Nintendo's CEO Made $2 Million Last Year. EA's CEO Made $30 Million.
Nintendo published its 2026 annual report on Tuesday, and the executive compensation section tells a story that has nothing to do with game sales. President Shuntaro Furukawa earned $2 million last fiscal year. EA CEO Andrew Wilson took home $30.5 million. That is about five times what Nintendo paid its four highest-ranking executives combined.
After Furukawa’s $2 million, the next highest earner was Shigeru Miyamoto, the legendary creator of Mario, Zelda, and Donkey Kong. He made $1.54 million. Senior executives Shinya Takahashi and Satoshi Shibata earned $1.16 million and $1.03 million, respectively. Both also drew regular employee salaries, bringing their totals to $1.48 million and $1.22 million.
The gap between Kyoto and California is wide. Wilson’s $30.5 million total compensation in FY2025 dwarfed the combined $6.24 million Nintendo paid its four top executives. At Activision Blizzard, former CEO Bobby Kotick’s exit package alone was worth more than all of them put together.
Reddit users noticed. Most expressed surprise that Nintendo’s executives earn so little given the company’s performance. Nintendo has been on a historic run: the Switch sold over 140 million units, and the Switch 2 launch earlier this year added billions more in revenue. Yet its top brass earns less than some Silicon Valley middle managers.
Miyamoto’s salary drew particular attention. As the creative force behind Nintendo’s biggest franchises and arguably the most influential game designer alive, his $1.54 million paycheck struck many as absurdly low. It reflects a Japanese corporate culture that compensates executives far more modestly than the American model.

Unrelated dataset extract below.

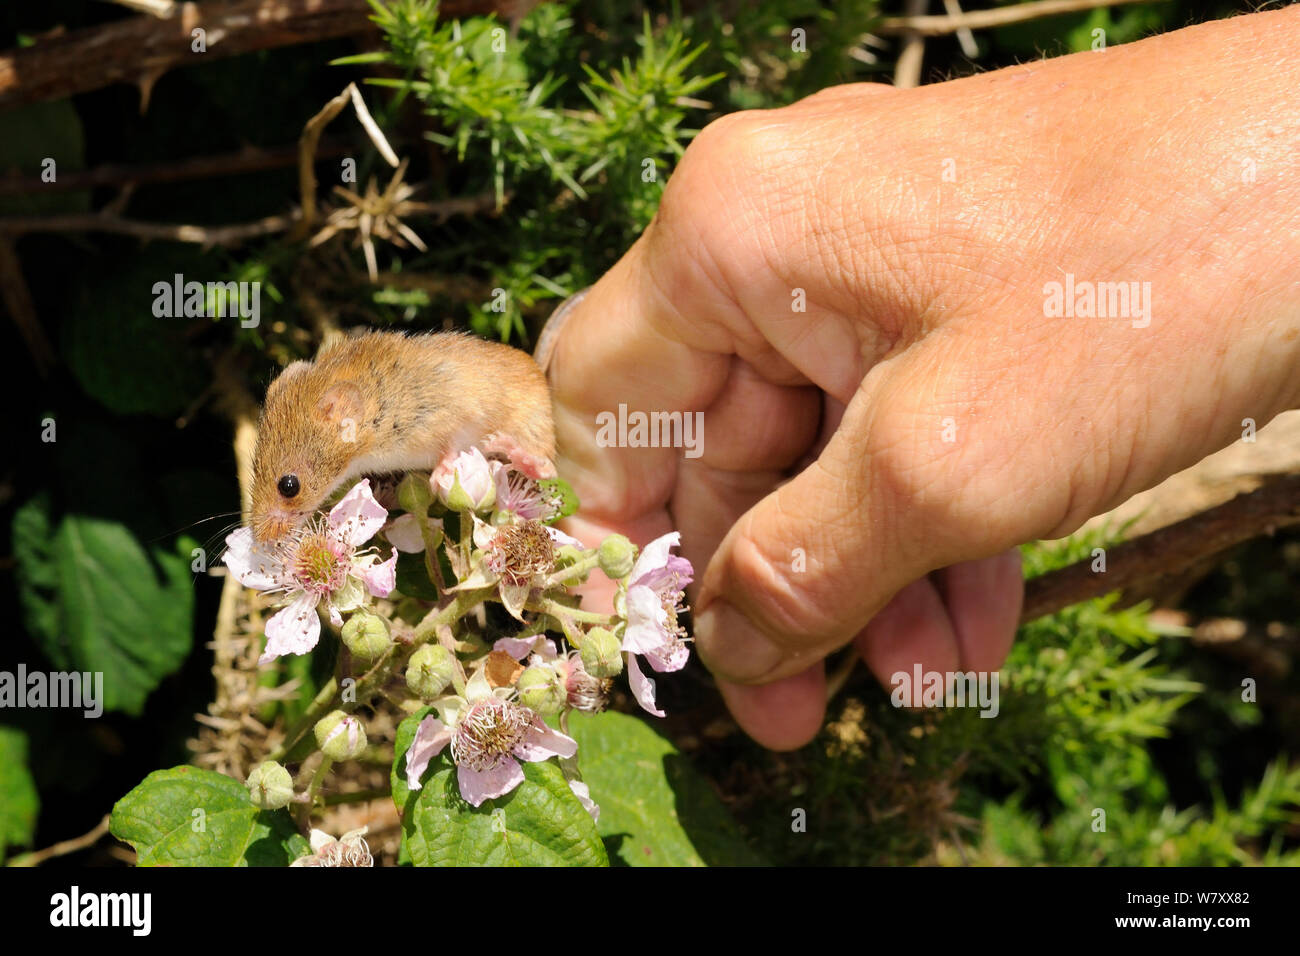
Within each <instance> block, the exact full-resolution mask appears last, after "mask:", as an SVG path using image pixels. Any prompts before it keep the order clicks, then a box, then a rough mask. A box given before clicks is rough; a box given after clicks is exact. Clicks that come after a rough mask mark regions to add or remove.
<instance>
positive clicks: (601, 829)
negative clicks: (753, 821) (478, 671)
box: [569, 713, 764, 866]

Some Reddit commenters cautioned against direct comparisons. Japanese executive compensation norms are fundamentally different. The gap between top earners and regular workers is narrower in Japan, and executive pay is less tied to stock-based incentives. But that nuance did little to shift the broader reaction: Nintendo’s executives are genuinely underpaid by global standards, and the public respects them for it.
It’s a rare thing in corporate news, a story about executive compensation that leaves the company looking good rather than greedy. Nintendo’s humility on pay might be cultural, but it’s also a form of brand management. In an industry where CEO excess is routine, modest pay stands out. And in Kyoto, that seems to be the point.